Here are a few numbers to illustrate just how sharp of a turn things took…

In 2021, there was a total of $681 billion invested in startups. In 2022, that number fell to $445 billion.

In 2021, there were 613 special-purpose acquisition (SPAC) IPOs. 2022 saw just 83.

In 2021, 340 new companies earned a billion-dollar valuation and, as a result, their unicorn horn. In 2022, that number fell to 174.

And the pace of this deceleration only got worse as the year went on. While the first half of 2022 saw $285.5 billion invested, the second half saw roughly $160 billion.

From 10,425 venture capital (VC) deals in Q2 2022 to 7,817 in Q3 – the lowest amount in close to half a decade.

Pretty much no matter how you slice it, the investment landscape was particularly down on early-stage companies.

However, while the downturn effected close to every industry, there were some that saw momentum and interest increase while everyone else struggled.

There may be no better example of this phenomenon than clean energy startups.

In 2021, when practically every sector experienced booming investment prospects for early-stage companies seeking capital, climate startups raised $18 billion – just shy of 3X the amount raised in 2020.

But 2022 didn’t bring the same doom and gloom to climate startups as it did the rest of the world.
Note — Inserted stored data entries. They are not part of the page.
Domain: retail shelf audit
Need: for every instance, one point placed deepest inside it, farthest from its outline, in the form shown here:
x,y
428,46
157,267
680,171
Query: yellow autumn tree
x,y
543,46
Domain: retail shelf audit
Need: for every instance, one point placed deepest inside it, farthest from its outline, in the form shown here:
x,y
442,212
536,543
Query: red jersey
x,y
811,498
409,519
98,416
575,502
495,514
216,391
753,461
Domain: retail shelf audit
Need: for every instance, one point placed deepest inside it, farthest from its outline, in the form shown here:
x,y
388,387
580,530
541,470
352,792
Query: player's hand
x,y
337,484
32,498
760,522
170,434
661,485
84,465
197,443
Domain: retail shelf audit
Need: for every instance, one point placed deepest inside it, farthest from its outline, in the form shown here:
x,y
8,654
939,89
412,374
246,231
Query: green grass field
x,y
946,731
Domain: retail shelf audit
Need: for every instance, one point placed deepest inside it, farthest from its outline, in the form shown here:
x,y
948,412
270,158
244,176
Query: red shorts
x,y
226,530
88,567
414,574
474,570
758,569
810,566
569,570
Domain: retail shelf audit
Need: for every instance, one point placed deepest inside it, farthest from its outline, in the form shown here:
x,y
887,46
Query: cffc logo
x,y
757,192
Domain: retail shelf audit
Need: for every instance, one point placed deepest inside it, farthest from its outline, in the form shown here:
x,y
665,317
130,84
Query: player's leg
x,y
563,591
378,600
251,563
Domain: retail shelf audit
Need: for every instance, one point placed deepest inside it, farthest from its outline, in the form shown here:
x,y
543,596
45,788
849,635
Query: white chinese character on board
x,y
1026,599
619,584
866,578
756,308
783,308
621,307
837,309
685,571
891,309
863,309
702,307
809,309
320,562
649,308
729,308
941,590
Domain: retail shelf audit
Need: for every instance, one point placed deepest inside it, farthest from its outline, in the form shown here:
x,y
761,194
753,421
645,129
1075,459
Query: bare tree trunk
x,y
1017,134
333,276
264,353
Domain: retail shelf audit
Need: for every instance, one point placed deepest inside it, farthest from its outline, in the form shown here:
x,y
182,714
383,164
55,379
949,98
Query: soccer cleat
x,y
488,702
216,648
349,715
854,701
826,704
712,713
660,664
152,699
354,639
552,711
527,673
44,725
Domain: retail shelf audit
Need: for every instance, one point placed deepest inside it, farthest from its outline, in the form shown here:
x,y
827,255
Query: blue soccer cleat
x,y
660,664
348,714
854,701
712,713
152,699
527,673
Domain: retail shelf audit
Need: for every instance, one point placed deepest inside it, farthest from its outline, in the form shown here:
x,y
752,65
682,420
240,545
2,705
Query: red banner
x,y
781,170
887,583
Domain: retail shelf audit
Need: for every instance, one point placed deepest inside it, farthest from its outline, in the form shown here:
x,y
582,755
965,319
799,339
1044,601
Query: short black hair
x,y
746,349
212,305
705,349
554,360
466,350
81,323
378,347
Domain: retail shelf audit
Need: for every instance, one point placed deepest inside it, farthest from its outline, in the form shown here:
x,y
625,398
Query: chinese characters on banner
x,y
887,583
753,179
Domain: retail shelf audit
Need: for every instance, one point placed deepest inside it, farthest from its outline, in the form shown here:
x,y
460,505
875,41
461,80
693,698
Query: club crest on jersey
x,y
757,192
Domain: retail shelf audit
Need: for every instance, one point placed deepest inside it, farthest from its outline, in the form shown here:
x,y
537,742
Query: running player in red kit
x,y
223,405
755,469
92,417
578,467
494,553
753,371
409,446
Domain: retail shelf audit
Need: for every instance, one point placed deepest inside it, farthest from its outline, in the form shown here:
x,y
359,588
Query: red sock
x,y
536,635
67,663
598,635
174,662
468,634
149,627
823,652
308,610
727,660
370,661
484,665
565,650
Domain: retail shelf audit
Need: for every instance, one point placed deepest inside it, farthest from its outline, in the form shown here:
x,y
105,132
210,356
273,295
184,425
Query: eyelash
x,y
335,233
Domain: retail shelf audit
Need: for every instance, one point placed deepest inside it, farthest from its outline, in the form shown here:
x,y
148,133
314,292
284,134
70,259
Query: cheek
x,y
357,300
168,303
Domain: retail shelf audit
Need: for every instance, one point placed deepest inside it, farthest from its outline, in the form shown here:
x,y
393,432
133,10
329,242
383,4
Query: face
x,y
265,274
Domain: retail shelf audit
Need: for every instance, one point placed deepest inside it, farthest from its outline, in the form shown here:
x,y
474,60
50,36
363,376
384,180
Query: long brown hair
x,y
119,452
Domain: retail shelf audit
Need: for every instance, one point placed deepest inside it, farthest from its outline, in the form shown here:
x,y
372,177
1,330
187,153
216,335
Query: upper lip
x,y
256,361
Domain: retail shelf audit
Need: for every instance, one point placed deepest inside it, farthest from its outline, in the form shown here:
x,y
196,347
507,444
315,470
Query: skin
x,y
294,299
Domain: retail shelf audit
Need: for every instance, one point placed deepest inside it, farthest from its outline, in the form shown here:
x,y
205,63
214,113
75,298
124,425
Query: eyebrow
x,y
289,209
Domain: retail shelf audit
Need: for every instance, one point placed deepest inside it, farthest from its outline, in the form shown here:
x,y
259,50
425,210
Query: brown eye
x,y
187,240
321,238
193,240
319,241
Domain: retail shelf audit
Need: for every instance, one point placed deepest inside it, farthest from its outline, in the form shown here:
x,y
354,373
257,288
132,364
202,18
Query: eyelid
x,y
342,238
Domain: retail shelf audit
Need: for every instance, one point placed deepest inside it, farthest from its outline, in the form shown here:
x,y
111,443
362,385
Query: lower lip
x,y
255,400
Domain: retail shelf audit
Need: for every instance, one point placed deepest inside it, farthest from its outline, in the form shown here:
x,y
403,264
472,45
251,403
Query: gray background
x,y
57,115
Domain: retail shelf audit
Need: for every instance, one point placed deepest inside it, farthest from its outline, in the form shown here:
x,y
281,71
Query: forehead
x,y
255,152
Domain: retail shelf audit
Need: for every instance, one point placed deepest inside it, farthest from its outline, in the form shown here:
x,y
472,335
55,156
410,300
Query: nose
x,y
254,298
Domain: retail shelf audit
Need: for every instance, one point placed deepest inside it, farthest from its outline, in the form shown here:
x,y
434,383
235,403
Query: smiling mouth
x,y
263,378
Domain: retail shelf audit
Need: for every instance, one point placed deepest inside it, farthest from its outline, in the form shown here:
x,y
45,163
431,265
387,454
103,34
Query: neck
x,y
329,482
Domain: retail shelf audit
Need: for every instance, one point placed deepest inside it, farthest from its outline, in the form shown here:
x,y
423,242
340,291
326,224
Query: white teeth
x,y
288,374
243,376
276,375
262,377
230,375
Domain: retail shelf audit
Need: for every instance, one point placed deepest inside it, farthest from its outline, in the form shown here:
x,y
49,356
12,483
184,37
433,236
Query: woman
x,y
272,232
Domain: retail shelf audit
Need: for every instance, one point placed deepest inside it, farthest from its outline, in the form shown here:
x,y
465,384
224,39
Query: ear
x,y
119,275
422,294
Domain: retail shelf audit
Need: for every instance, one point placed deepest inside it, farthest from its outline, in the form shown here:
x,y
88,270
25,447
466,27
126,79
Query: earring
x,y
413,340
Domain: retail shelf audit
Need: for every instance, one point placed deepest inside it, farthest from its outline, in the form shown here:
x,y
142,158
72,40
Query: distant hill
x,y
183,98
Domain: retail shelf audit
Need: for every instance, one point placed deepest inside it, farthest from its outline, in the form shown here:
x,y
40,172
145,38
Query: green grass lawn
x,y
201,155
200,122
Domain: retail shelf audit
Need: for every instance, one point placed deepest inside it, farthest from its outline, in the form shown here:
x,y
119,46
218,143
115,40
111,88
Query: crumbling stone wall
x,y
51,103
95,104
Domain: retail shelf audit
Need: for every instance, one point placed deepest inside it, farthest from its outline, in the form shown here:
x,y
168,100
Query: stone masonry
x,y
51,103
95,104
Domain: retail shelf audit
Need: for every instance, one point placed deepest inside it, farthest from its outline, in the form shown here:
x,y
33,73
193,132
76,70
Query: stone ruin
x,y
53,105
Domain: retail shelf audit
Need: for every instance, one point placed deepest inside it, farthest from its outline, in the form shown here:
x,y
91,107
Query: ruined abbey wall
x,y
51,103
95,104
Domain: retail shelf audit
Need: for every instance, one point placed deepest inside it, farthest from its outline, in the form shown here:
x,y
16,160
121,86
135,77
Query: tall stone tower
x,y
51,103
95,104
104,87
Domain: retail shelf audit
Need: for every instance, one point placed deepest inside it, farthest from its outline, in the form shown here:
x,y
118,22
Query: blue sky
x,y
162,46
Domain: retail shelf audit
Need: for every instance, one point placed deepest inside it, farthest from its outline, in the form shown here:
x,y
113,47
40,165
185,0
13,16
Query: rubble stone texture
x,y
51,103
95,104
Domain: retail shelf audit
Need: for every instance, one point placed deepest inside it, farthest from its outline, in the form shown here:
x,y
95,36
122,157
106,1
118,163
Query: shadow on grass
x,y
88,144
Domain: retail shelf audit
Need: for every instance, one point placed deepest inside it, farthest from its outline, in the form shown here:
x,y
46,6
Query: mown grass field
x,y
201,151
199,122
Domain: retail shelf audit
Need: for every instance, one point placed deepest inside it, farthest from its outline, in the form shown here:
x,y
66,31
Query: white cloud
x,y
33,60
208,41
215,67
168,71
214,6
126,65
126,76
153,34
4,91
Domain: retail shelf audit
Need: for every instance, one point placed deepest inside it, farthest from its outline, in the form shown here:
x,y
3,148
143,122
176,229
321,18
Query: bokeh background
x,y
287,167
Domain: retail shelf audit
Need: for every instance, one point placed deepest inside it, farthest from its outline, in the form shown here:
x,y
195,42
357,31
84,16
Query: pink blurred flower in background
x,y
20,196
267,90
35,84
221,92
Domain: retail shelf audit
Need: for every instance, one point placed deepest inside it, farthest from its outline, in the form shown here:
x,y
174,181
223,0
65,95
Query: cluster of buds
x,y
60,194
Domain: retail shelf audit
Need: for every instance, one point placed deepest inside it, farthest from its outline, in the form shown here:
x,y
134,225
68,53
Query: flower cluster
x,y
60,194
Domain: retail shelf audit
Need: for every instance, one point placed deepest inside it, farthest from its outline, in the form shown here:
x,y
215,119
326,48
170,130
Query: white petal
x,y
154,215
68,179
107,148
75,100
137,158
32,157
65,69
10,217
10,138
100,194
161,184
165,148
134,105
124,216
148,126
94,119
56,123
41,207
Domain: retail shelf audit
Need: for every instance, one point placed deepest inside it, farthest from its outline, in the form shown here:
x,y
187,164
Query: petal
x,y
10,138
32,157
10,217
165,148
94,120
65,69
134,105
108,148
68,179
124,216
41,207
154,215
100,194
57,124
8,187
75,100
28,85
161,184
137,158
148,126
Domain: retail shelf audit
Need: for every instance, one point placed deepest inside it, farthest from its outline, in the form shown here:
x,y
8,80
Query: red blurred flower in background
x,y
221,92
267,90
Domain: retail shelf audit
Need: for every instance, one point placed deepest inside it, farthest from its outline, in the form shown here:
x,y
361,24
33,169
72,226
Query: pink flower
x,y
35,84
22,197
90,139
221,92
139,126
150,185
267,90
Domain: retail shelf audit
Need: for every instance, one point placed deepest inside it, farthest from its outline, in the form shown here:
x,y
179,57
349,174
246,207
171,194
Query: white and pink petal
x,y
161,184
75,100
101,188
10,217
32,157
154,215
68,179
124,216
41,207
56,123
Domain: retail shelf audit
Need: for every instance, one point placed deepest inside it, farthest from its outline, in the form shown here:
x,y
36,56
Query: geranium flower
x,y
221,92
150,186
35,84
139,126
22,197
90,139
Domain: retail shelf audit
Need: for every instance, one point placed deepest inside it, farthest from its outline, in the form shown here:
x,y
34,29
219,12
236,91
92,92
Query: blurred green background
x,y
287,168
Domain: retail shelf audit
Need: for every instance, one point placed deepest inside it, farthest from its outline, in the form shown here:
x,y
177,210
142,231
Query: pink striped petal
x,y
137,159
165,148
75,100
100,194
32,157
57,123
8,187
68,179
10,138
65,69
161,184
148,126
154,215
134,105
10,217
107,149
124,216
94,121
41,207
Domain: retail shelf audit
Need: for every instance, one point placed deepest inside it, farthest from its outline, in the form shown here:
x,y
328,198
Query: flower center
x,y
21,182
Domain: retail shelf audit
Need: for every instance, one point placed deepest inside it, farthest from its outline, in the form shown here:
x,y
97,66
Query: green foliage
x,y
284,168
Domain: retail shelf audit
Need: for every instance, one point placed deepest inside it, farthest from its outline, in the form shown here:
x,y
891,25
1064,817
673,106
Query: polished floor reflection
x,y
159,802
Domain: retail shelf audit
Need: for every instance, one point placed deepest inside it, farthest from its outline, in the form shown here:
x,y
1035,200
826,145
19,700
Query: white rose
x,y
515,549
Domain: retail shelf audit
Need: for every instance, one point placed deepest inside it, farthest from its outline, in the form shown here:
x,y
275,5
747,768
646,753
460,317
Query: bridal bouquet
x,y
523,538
In fact, they actually raised more – up to almost $20 billion.

As things stand now, 83 different climate startups currently sit with a valuation north of $1 billion. This doesn’t figure to decrease anytime soon, as evidenced by BlackRock CEO Laurence D. Fink predicting back in October 2021 that there would be 1,000 more climate unicorns on the way.

“There is no line of business that will not be impacted by climate,” Lowercarbon Capital, a climate-geared VC firm, co-founder Chris Sacca said at a conference in October. “That’s also the opportunity.”

Pressure has never been greater on corporations to right their environmental ship. As it stands, according to the nonprofit website Net Zero Tracker, 91% of the global economy has made a “net zero” pledge to decrease their footprint.

With the Securities and Exchange Commission proposing a rule requiring companies to report emissions, the Inflation Reduction Act earmarking $370 billion for climate spending, and the cost of renewable energy falling precipitously, this boom doesn’t figure to be short lived.

And while startups across the world are forced to undergo “down rounds,” raising money at a lower valuation than before, climate startups have grown their valuations by 2.5X in the past two years in many cases.

All of that is to say that climate-geared companies are better bets during this bearish market, and investors would be wise to look for opportunities in this space.

We’ll be sure to do just that for you.